Unincorporated community in Maryland, United States

Lewistown is a census designated place and unincorporated community in Frederick County, Maryland, United States. Lewistown Elementary school, part of Frederick County Public Schools, is located in Lewistown. The town, founded in 1841, has had a school since the 19th century. There is a large elderly population in the community. It first appeared as a CDP in the 2020 Census with a population of 458.

==History==
The Lewistown Volunteer Fire Company was established in 1970, when the community purchased the first diesel engine in the county. Today, the fire department has six different apparatus: Engine Tanker 224, Engine 221, Tanker 22, Brush 226, Utility 22 and Ambulance 229. The fire station is staffed by volunteers from the community and two paid employees of the county.

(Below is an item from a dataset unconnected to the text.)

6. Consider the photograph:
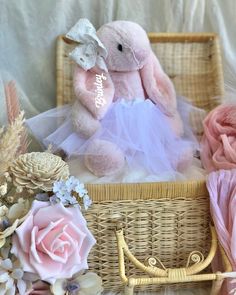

On June 23, 1863, General John F. Reynolds' I Corps marched through Lewistown on their way to Gettysburg in pursuit of the Confederate army.

The Hagerstown and Frederick Railway served the town.

==Demographics==

Lewistown first appeared as a census designated place in the 2020 U.S. census.

Historical population
| Census | Pop. | Note | %± |
| 2020 | 458 |  | — |
U.S. Decennial Census 2020

===2020 census===

Lewistown CDP, Maryland - Demographic Profile (NH = Non-Hispanic)
| Race / Ethnicity | Pop 2020 | % 2020 |
|---|---|---|
| White alone (NH) | 396 | 86.46% |
| Black or African American alone (NH) | 11 | 2.40% |
| Native American or Alaska Native alone (NH) | 0 | 0.00% |
| Asian alone (NH) | 2 | 0.44% |
| Pacific Islander alone (NH) | 1 | 0.22% |
| Some Other Race alone (NH) | 0 | 0.00% |
| Mixed Race/Multi-Racial (NH) | 15 | 3.28% |
| Hispanic or Latino (any race) | 33 | 7.21% |
| Total | 458 | 100.00% |

Note: the US Census treats Hispanic/Latino as an ethnic category. This table excludes Latinos from the racial categories and assigns them to a separate category. Hispanics/Latinos can be of any race.

==Education==
It is in Frederick County Public Schools.

School zoning is as follows: It is zoned to Lewistown Elementary School, Thurmont Middle School, and Catoctin High School.